Low-Reynolds-number swimmer utilizing surface traveling waves: Analytical and experimental study

Abstract

Microscale slender swimmers are frequently encountered in nature and are now used in microrobotic applications. The swimming mechanism examined in this paper is based on small transverse axisymmetric traveling wave deformations of a cylindrical long shell. The thin-shelled device is assumed to be inextensible at the middle surface and extensible at the surface wetted by the fluid. Assuming low-Reynolds-number hydrodynamics, an analytical solution is derived for waves of small amplitudes compared with the cylinder diameter.

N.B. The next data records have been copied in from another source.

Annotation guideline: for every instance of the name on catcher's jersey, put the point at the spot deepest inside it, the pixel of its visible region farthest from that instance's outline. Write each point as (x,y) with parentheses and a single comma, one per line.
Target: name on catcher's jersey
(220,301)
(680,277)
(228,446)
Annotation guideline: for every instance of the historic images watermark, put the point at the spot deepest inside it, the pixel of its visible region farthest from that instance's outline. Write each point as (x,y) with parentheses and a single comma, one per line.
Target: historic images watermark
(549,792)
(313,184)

We show that swimming velocity increases with β(1) (the ratio of cylinder radius to wavelength) and that swimming velocity is linearly dependent on wave propagation velocity, increasing to leading order with the square of the ratio of wave amplitude to wavelength β(2) and decreasing with the wall thickness. A fourth-order correction in β(2) was also calculated and was found to have a negative effect on the swimming velocity. The results for a shell of negligible-wall thickness were compared with Taylor's solution for an inextensible two-dimensional flat membrane undergoing a waving motion and Felderhof's results [Phys. Fluids 22, 113604 (2010)] for an unbounded flow field and negligible-wall thickness. We show that Taylor's analytic solution is a particular limiting case of the present solution, assuming zero wall thickness and infinite values of β(1). The present mechanism was also compared with Taylor's well known solutions of waving planar and helical circular tails. We show that the present approach yields higher velocities as β(1) increases, whereas, the opposite occurs for waving tails. Indeed, in the region where β(1)>15, the present approach yields velocities nearly as fast as Taylor's helical waving tail while consuming less power and with a design that is considerably more compact. In this regime, the axisymmetric swimmer is twice as fast as Taylor's planar-tail swimmer for an additional investment of only one-third of the power. Experiments were conducted using a macroscale autonomous model immersed in highly viscous silicone fluid. We outlined how the proposed mechanism was realized to propel an elongated, yet finite, swimmer. Measured data demonstrate the effects of wave velocity and wavelength on swimming speed, showing good agreement with analytical results.